Market Shrinkage Helping Some ETFs

U.S. stocks have been in rally mode for most of this year and looked poised to end 2013 in strong fashion. Still, the market is getting smaller on multiple fronts.

Not only are there far few companies trading in the U.S. today than were in the go-go days of the 1990s, but companies are buying back their own shares at a voracious clip. “The total number of U.S. exchange-listed companies peaked near 8,800 in 1997 and has since sunk to 4,900 as of year-end 2012,” reports Michael Santoli for Yahoo Finance, citing data from Strategas Group.

Delistings of failed technology companies following the bursting of the tech bubble, a raft of mergers and acquisitions prior to the financial crisis and several years of slack initial public offering activity are among the factors contributing to few listings, notes Santoli.

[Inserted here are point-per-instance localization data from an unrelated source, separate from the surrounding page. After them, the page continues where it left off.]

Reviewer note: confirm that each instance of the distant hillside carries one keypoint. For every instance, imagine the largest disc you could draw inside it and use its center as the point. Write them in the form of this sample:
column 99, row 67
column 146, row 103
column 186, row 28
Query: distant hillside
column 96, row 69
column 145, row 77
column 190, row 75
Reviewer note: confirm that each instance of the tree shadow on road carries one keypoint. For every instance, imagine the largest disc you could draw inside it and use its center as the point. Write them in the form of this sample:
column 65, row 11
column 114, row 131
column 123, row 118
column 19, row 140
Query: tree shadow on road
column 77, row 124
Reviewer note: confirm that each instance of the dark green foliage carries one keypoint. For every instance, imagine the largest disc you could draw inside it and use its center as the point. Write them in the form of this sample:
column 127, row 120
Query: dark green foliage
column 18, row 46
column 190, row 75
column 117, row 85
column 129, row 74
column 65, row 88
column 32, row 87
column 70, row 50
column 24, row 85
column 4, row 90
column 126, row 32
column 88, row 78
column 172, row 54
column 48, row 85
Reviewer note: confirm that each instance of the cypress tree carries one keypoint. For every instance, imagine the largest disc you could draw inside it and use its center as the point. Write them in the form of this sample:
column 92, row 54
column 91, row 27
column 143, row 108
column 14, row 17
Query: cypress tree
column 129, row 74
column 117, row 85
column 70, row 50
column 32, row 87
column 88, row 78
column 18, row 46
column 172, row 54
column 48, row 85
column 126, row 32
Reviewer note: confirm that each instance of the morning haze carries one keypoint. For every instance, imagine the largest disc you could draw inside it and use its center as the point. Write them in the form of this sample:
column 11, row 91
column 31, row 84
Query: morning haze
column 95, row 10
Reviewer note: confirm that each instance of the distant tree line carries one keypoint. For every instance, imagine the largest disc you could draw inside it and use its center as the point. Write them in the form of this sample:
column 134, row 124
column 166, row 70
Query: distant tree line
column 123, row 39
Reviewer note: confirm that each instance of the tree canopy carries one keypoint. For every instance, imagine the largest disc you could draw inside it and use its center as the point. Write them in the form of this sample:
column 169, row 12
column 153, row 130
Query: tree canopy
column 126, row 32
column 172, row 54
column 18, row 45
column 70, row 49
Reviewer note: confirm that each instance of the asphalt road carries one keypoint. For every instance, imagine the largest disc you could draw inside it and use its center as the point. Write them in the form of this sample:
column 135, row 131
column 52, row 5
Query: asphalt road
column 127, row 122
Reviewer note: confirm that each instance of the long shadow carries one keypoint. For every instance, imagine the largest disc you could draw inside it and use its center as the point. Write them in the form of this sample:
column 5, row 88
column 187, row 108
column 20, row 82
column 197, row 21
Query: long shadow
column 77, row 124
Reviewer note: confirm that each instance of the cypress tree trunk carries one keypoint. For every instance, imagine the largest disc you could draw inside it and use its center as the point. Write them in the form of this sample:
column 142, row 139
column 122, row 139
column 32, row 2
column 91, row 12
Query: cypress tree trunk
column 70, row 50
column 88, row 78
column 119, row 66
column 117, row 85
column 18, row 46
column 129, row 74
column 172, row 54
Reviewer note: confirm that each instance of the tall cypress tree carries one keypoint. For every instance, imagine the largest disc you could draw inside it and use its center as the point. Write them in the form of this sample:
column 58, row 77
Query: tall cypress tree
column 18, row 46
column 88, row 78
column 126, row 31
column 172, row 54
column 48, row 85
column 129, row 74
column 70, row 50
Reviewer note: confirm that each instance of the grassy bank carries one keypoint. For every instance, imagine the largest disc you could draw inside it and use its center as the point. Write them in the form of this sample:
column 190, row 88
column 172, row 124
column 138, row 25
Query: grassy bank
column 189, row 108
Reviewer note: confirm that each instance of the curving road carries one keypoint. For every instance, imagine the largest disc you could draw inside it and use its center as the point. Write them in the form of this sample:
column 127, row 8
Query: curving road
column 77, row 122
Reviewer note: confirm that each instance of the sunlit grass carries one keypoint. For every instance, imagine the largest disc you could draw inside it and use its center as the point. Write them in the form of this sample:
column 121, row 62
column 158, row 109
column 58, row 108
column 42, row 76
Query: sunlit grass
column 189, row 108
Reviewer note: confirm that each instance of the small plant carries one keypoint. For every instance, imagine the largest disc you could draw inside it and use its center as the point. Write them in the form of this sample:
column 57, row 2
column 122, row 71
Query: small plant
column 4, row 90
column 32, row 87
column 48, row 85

Buybacks are playing a part as well and one that is benefiting some ETFs.

FactSet reports that S&P 500 companies repurchased an aggregate $415 billion the past four quarters, up 12% from a year earlier, according to Yahoo Finance. Increased buyback ETF has benefited the PowerShares Buyback Achievers Portfolio (NYSEArca: PKW), among other ETFs. Year-to-date, PKW is up 40.4% compared to a 29% gain for the S&P 500. [Buyback ETF Still Soaring Despite Tapering Chatter]

PKW is impressive on several other fronts. The ETF has surged despite not holding Apple (NadsaqGM: AAPL), one of the most voracious buyers of its own shares. Although Apple has been buying back its own shares and may do more of that if Carl Icahn gets his way, it has not yet qualified for admission into the NASDAQ US Buyback AchieversIndex, PKW’s underlying index.

The NASDAQ US Buyback Achievers Index stipulates that constituent companies have effected a net reduction in shares outstanding of 5% or more in the trailing 12 months, according to PowerShares.